U.S. District Judge Lisa Godbey Wood has handed a victory to the state of Georgia and nine other states that sued the federal government (and to the rest of the nation) by declaring that the WOTUS Rule is unlawful.
Wood stated that the rule, which was intended to provide better protection of the nations water, violated the Clean Water Act and the Administrative Procedure Act, and she remanded it back to the Environmental Protection Agency and the Army Corps of Engineers for further work.

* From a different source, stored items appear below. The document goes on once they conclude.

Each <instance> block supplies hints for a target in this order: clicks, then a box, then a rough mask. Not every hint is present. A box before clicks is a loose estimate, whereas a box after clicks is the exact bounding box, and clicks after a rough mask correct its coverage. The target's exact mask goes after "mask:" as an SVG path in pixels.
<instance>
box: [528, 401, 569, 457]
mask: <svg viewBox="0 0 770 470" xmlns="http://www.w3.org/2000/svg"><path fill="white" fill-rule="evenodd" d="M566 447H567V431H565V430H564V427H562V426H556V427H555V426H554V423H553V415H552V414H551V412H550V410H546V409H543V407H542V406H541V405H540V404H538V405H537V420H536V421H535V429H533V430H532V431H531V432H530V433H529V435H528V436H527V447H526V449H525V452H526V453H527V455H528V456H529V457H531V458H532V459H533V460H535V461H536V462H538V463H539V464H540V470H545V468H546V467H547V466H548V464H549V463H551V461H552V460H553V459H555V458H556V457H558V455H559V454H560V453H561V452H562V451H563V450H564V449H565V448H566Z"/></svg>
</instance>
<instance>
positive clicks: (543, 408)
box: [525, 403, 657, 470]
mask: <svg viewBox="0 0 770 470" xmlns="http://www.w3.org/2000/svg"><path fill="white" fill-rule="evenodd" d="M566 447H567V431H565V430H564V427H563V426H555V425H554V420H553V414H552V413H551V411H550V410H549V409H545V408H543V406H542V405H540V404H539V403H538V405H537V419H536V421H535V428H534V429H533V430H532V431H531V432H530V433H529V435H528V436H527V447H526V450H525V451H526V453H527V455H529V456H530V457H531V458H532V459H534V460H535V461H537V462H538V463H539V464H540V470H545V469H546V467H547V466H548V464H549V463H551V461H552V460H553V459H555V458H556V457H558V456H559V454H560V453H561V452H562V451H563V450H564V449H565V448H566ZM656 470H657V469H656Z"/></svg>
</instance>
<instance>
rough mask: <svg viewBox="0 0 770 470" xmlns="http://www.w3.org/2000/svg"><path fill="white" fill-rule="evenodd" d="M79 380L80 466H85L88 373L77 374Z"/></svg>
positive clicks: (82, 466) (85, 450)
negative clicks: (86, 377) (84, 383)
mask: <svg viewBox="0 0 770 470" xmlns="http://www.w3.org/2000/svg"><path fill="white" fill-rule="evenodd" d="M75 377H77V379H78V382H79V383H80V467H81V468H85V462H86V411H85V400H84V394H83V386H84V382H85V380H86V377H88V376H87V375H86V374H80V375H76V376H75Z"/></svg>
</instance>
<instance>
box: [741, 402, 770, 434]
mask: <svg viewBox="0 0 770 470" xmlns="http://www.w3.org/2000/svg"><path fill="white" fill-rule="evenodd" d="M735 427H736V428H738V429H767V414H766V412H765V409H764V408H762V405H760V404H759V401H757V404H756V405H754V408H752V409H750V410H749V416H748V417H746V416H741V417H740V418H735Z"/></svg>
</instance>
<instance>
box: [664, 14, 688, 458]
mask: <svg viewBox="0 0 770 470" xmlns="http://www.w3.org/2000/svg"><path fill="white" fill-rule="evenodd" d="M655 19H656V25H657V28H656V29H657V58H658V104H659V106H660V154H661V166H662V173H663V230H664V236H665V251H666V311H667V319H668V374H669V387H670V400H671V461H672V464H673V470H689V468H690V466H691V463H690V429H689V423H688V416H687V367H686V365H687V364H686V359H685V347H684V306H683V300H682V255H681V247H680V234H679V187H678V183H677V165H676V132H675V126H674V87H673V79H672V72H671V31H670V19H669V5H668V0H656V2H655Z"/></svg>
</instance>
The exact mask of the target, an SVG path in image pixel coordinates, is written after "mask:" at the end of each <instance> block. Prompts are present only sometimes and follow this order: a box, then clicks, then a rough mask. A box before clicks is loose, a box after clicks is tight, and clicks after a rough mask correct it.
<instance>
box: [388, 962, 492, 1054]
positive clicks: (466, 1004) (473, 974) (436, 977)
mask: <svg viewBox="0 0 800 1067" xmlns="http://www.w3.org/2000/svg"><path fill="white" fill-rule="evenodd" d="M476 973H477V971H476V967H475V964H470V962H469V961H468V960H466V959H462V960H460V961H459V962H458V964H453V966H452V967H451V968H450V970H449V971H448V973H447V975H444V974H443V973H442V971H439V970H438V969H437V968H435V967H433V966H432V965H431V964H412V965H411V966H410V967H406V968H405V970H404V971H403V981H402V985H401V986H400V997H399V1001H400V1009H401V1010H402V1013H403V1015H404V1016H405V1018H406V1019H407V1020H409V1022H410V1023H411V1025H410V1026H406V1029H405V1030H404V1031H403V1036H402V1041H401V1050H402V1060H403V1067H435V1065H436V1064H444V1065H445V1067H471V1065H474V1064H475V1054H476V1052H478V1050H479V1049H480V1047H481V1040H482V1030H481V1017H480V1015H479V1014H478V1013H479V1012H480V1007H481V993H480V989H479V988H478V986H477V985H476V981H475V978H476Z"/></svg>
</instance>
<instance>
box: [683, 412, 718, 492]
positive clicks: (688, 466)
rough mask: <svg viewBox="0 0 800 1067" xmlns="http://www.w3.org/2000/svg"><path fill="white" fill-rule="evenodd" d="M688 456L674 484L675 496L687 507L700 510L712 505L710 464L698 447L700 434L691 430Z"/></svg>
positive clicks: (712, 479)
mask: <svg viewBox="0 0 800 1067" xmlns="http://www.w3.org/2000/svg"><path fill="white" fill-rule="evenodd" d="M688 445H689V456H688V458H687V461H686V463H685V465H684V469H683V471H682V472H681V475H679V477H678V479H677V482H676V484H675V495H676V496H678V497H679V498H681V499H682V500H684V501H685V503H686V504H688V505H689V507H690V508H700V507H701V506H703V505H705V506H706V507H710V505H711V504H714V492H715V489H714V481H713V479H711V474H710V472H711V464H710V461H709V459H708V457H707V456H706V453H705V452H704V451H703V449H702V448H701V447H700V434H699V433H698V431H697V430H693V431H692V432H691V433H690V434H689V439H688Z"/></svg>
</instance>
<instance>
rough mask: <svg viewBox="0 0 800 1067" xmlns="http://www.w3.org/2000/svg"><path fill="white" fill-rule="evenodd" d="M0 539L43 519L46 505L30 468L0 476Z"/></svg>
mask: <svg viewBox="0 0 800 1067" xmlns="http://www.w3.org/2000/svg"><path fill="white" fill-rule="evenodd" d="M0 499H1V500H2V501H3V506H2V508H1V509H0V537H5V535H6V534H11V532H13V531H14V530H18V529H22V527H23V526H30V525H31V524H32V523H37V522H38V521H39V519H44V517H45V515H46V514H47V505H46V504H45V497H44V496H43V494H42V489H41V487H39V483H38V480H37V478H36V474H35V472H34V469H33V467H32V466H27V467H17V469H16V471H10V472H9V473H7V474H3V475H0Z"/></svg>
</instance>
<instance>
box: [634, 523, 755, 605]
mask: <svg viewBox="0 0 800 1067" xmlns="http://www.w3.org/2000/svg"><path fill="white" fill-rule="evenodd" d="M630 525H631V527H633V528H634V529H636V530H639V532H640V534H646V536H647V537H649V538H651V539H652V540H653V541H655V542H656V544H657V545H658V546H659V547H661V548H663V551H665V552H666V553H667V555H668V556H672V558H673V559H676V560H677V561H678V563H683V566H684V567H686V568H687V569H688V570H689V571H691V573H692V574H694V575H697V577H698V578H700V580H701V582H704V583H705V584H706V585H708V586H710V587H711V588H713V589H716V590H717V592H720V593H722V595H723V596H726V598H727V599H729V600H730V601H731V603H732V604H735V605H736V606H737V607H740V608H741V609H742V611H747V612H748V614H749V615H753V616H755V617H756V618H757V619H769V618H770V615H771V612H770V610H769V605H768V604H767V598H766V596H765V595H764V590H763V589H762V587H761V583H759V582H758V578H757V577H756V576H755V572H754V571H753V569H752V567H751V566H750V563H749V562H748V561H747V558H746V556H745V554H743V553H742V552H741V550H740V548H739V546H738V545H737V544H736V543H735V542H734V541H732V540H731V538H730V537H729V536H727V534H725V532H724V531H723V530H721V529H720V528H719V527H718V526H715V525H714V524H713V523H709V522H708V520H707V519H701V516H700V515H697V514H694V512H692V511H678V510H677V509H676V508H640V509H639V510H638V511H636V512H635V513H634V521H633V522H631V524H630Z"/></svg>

She wrote that while the agencies have authority to interpret the phrase waters of the United States, that authority isnt limitless, and therefore their decisions in doing so do not fall under whats called Chevron deference, a matter of case law in which for lack of a better phrase the tie goes to the agency.
Legal Insurrection readers may recall that implementation of the rule led to a Wyoming farmer being fined $37,500 a day for constructing a stock pond on his own property.
The American Farm Bureau Federation, which earlier this year won a decision in Texas that also found the rule legally wanting, praised Woods decision.
The court ruling is clear affirmation of exactly what we have been saying for the past five years, AFBF General Counsel Ellen Steen said. The EPA badly misread Supreme Court precedent. It encroached on the traditional powers of the states and simply ignored basic principles of the Administrative Procedure Act when it issued this unlawful regulation.
(Excerpt) Read more at legalinsurrection.com ...
Up yours, Odumbo!
Hooray
My toilet bowl is mine again.
Once again, a Republican judge who would NOT be on the courts ruling in our favor if not for enough RINOs winning November elections to give Republicans a MAJORITY in the Senate.
YES! :)
Still not tired of the winning.
It may be yours, but you still have to flush twice.
I believe I read that the law also included rain collected in cisterns as “waters of the United States.”
That Wyoming farmer’s fine rose to $20 million. The good news is that he settled with the EPA and got to keep his land and his money because it was decided that a stock pond was exempt. He also agreed to plant willows around one part of the pond and limit his livestock’s access to another.
Ridiculous. His farm is only eight acres, so how big could this pond have been?
and put the seat down.
Huge win! That was a POS rule.
Obama was never eligible to be President.
He is not a natural born citizen.
I wonder, does it depend on the state? Here, in California, these toilets don't flush crap. Twice is the rule. My wife tried to get a custom toilet while we remodeled her mom's house, and ran into difficulty trying to buy a toilet approved for California rules. Low-flow rules and all that. At my daughter's home in Iowa, I'm amazed at the powerful flow of her toilets. Whoosh, anything in there is gone!
Pour buckets of water in. Thats what I do. Works GREAT
If you like your rainwater pond you can keep your rainwater pond.